民主党の「適切な医療費を考える議員連盟」(櫻井充会長)の医療機器ワーキングチームが週内にもまとめる提言は、医療機器分野を成長産業にする手だてとしての規制緩和策が柱になる見通しだ。同ワーキングチームは4月初めから、医療機器メーカーや厚生労働省などからヒアリングを続け、議論を重ねてきた。23日に医療側の意見を聞き、最終提言をまとめる。

 20日の会合では、医療機器メーカーの業界団体を招き、意見交換した。日本医療機器産業連合会の荻野和郎会長は、「企業の研究開発投資とリターンがうまくかみ合う仕組みを構築していかないといけない」と指摘し、医療機器産業が成長するための課題として、▽医療機器の特性を踏まえた薬事法の見直し▽企業の自己責任を重視した欧州の仕組み(CEマーク方式)導入の検討▽日本の医療・介護を国民視点から総合的に企画・設計する研究機関(シンクタンク)の設立―などを挙げた。 
 同じく業界代表として日本医療機器工業会の松本謙一理事長は、「中小の医療機器メーカーには薬事申請の費用が負担になっている」と述べ、世界で初めて血管内で吸収される生体吸収性ステントを開発した日本メーカーが、国内での薬事申請や審査承認が煩雑であることから、ドイツに現地法人を設立して欧州のCEマークを取得した例などを紹介した。松本理事長は、医療機器産業の成長促進には中小企業の海外進出支援も課題だとした。 
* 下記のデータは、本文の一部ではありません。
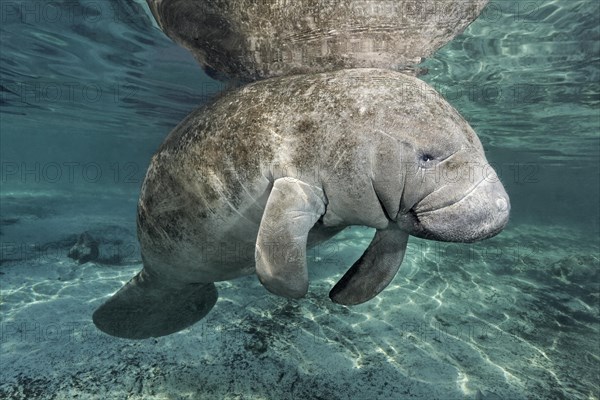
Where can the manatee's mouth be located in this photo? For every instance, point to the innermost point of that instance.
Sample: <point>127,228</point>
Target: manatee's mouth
<point>427,205</point>
<point>479,213</point>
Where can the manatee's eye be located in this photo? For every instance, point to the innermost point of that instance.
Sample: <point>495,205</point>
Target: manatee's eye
<point>427,160</point>
<point>426,157</point>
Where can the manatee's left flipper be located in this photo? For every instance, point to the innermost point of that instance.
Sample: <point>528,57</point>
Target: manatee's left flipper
<point>374,270</point>
<point>292,209</point>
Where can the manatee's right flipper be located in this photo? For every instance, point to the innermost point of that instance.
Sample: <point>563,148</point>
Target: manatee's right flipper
<point>146,307</point>
<point>292,209</point>
<point>374,270</point>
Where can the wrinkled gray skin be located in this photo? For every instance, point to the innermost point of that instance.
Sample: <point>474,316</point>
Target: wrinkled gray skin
<point>249,39</point>
<point>245,184</point>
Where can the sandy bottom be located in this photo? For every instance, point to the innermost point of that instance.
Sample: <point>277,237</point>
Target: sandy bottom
<point>514,317</point>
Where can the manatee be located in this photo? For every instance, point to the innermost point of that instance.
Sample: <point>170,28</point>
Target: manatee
<point>250,40</point>
<point>245,184</point>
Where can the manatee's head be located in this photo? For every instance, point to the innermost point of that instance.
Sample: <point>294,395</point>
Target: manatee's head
<point>449,191</point>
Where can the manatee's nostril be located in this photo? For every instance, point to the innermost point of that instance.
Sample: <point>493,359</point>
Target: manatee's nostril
<point>502,204</point>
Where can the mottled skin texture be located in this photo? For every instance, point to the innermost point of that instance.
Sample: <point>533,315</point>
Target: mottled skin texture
<point>238,185</point>
<point>250,39</point>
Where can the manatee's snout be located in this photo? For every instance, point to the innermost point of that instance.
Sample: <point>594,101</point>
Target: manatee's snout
<point>449,215</point>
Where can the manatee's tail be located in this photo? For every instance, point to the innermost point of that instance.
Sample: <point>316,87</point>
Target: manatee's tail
<point>145,307</point>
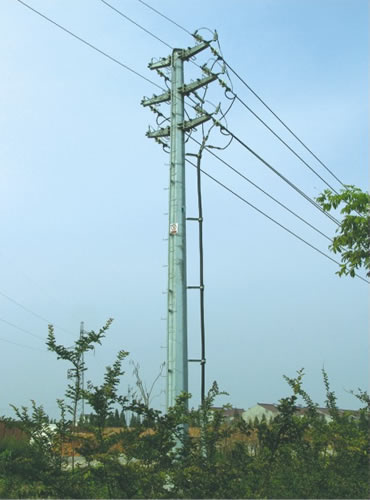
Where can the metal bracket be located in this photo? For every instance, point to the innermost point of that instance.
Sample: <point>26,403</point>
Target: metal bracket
<point>191,87</point>
<point>192,51</point>
<point>162,63</point>
<point>162,132</point>
<point>193,123</point>
<point>156,99</point>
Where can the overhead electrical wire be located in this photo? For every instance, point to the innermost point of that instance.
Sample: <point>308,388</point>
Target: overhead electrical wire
<point>237,98</point>
<point>35,314</point>
<point>270,218</point>
<point>135,23</point>
<point>165,17</point>
<point>224,128</point>
<point>279,174</point>
<point>262,102</point>
<point>284,124</point>
<point>22,329</point>
<point>20,345</point>
<point>120,63</point>
<point>263,191</point>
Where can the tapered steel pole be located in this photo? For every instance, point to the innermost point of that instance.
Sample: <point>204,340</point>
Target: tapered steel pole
<point>177,339</point>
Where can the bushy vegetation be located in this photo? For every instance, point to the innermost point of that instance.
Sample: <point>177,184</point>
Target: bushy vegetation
<point>182,454</point>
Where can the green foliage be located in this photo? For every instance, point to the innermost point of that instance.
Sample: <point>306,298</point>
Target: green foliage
<point>185,454</point>
<point>353,239</point>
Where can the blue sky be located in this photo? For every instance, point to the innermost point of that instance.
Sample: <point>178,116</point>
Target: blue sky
<point>82,196</point>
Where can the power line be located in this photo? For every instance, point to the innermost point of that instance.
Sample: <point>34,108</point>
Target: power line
<point>234,94</point>
<point>30,311</point>
<point>276,172</point>
<point>136,24</point>
<point>283,123</point>
<point>90,45</point>
<point>20,345</point>
<point>21,329</point>
<point>264,192</point>
<point>284,142</point>
<point>270,218</point>
<point>262,101</point>
<point>165,17</point>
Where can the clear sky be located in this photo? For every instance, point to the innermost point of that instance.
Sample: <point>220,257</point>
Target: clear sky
<point>83,198</point>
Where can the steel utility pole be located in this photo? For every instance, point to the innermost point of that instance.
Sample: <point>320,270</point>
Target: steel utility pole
<point>177,340</point>
<point>177,330</point>
<point>82,380</point>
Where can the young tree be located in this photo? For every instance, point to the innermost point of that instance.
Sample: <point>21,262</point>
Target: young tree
<point>353,239</point>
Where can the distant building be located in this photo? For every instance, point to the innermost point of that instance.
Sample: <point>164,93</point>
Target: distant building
<point>268,411</point>
<point>261,411</point>
<point>230,413</point>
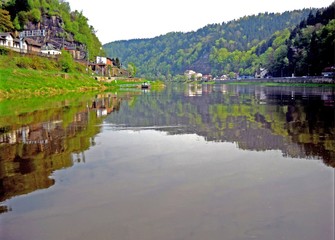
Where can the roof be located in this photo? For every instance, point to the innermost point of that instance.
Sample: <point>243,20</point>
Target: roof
<point>32,42</point>
<point>6,34</point>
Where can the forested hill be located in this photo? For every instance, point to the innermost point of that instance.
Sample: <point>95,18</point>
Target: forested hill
<point>171,54</point>
<point>54,16</point>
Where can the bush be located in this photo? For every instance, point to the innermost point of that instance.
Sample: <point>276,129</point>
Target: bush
<point>23,62</point>
<point>4,51</point>
<point>66,62</point>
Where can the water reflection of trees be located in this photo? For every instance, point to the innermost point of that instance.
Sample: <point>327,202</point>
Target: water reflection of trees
<point>29,153</point>
<point>297,121</point>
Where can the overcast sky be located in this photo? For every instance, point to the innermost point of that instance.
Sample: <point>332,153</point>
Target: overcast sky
<point>129,19</point>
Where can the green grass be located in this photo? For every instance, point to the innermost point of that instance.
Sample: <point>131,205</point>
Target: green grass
<point>28,76</point>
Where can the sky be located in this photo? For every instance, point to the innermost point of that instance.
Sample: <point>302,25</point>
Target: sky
<point>133,19</point>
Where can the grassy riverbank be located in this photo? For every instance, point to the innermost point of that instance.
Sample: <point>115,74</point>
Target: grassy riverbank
<point>28,76</point>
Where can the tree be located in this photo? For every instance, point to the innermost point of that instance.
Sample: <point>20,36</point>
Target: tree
<point>5,23</point>
<point>132,69</point>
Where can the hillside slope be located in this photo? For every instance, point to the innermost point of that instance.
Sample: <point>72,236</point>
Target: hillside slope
<point>171,54</point>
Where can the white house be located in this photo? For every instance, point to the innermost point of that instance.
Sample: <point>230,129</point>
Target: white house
<point>6,40</point>
<point>50,50</point>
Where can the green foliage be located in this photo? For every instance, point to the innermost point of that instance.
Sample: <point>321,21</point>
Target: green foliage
<point>75,23</point>
<point>5,23</point>
<point>34,15</point>
<point>4,51</point>
<point>215,48</point>
<point>66,62</point>
<point>132,69</point>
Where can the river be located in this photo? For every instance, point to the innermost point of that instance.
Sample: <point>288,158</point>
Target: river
<point>211,162</point>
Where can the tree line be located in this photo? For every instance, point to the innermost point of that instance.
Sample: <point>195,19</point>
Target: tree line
<point>283,43</point>
<point>16,14</point>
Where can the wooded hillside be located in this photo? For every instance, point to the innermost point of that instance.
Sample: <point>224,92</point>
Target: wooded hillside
<point>55,16</point>
<point>239,47</point>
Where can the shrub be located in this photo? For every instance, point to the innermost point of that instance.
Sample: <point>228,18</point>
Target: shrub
<point>24,62</point>
<point>66,62</point>
<point>4,51</point>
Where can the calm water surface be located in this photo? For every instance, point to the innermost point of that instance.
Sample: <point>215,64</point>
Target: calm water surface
<point>190,162</point>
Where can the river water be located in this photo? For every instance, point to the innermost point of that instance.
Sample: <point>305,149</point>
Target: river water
<point>189,162</point>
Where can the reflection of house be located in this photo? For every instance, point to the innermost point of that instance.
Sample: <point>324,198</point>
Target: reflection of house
<point>105,66</point>
<point>192,75</point>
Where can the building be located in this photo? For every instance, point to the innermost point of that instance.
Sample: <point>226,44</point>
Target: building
<point>6,40</point>
<point>49,49</point>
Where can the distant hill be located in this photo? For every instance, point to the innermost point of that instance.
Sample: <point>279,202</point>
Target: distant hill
<point>213,49</point>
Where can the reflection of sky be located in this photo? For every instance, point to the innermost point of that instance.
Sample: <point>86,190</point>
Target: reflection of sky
<point>146,184</point>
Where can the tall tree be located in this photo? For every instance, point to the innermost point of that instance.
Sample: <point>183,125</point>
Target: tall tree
<point>6,24</point>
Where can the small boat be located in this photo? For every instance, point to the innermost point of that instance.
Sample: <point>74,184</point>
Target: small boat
<point>145,85</point>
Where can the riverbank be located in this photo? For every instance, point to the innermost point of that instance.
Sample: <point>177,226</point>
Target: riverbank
<point>24,77</point>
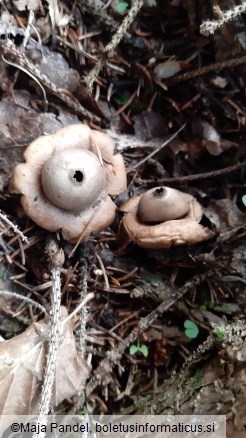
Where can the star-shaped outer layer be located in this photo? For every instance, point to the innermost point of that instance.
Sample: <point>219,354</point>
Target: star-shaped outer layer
<point>185,230</point>
<point>26,180</point>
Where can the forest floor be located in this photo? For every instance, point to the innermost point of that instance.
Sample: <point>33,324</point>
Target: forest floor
<point>158,321</point>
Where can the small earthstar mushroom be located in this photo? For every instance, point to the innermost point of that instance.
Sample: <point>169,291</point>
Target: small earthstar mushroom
<point>66,181</point>
<point>162,217</point>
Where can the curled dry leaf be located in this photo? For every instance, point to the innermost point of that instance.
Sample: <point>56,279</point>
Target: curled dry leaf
<point>170,68</point>
<point>161,218</point>
<point>225,214</point>
<point>22,365</point>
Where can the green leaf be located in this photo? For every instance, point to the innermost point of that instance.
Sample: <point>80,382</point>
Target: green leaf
<point>141,348</point>
<point>191,329</point>
<point>133,349</point>
<point>144,350</point>
<point>219,334</point>
<point>121,7</point>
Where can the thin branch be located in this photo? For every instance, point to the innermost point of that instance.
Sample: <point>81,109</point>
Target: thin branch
<point>155,151</point>
<point>115,41</point>
<point>56,260</point>
<point>204,175</point>
<point>24,298</point>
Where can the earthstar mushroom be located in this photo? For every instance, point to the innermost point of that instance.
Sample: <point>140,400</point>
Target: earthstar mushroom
<point>66,181</point>
<point>160,218</point>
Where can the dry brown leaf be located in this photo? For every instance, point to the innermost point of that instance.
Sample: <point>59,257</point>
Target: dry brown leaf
<point>22,364</point>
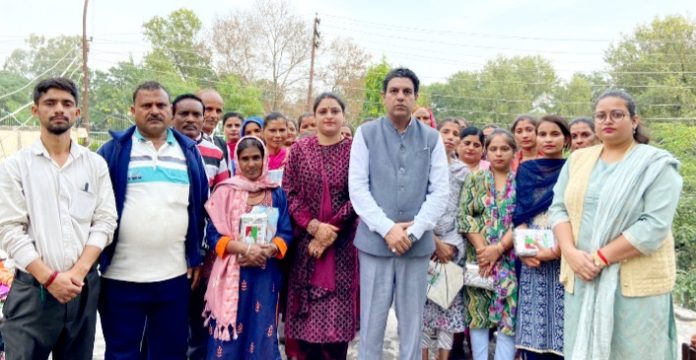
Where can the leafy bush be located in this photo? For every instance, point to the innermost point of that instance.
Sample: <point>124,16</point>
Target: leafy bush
<point>680,140</point>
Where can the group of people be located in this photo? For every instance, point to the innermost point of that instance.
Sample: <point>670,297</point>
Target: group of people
<point>194,245</point>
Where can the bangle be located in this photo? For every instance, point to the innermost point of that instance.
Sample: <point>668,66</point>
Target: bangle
<point>598,261</point>
<point>556,250</point>
<point>50,280</point>
<point>313,226</point>
<point>601,257</point>
<point>500,247</point>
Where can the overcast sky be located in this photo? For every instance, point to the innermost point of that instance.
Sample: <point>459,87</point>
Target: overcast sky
<point>434,38</point>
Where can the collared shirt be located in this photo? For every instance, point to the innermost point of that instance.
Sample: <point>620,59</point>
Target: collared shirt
<point>214,161</point>
<point>366,206</point>
<point>154,221</point>
<point>50,212</point>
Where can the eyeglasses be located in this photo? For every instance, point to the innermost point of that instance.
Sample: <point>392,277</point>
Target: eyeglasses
<point>615,115</point>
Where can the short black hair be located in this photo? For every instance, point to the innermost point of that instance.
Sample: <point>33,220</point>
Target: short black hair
<point>401,72</point>
<point>301,118</point>
<point>149,86</point>
<point>231,114</point>
<point>183,97</point>
<point>58,83</point>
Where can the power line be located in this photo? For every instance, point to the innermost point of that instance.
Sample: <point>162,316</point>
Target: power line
<point>478,80</point>
<point>394,27</point>
<point>39,76</point>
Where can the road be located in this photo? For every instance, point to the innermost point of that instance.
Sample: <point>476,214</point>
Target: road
<point>686,326</point>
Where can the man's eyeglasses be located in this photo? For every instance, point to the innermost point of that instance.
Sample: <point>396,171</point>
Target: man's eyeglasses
<point>615,115</point>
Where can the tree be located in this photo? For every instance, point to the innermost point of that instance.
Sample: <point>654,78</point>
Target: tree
<point>58,53</point>
<point>344,74</point>
<point>374,77</point>
<point>269,42</point>
<point>44,57</point>
<point>177,47</point>
<point>504,88</point>
<point>574,98</point>
<point>9,83</point>
<point>656,64</point>
<point>245,99</point>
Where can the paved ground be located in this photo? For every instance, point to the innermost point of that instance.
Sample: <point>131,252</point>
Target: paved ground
<point>686,326</point>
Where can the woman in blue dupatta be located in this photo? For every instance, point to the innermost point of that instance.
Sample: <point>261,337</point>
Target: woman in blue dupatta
<point>612,214</point>
<point>539,331</point>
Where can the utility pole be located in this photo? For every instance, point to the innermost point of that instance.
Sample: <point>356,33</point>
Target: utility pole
<point>315,46</point>
<point>85,75</point>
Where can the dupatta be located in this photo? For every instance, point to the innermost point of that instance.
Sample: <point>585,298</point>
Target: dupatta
<point>621,193</point>
<point>535,180</point>
<point>225,207</point>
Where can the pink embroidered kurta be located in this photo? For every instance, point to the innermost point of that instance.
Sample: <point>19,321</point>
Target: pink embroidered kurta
<point>322,305</point>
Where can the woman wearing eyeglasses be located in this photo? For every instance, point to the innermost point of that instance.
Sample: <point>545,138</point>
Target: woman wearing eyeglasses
<point>612,215</point>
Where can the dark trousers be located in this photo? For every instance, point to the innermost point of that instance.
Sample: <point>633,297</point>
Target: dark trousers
<point>36,324</point>
<point>530,355</point>
<point>198,334</point>
<point>125,307</point>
 会合後に記者会見した同ワーキングチームの柚木道義座長は、「規制緩和は、医療機器認可の仕組みの迅速化や柔軟化など。医療機器を成長産業化し、輸出で外貨を稼ぎ、相乗効果で内需を拡大し、雇用の受け皿にする。単純な税金や保険料引き上げによらない医療再生への財源を調達していく」と述べた。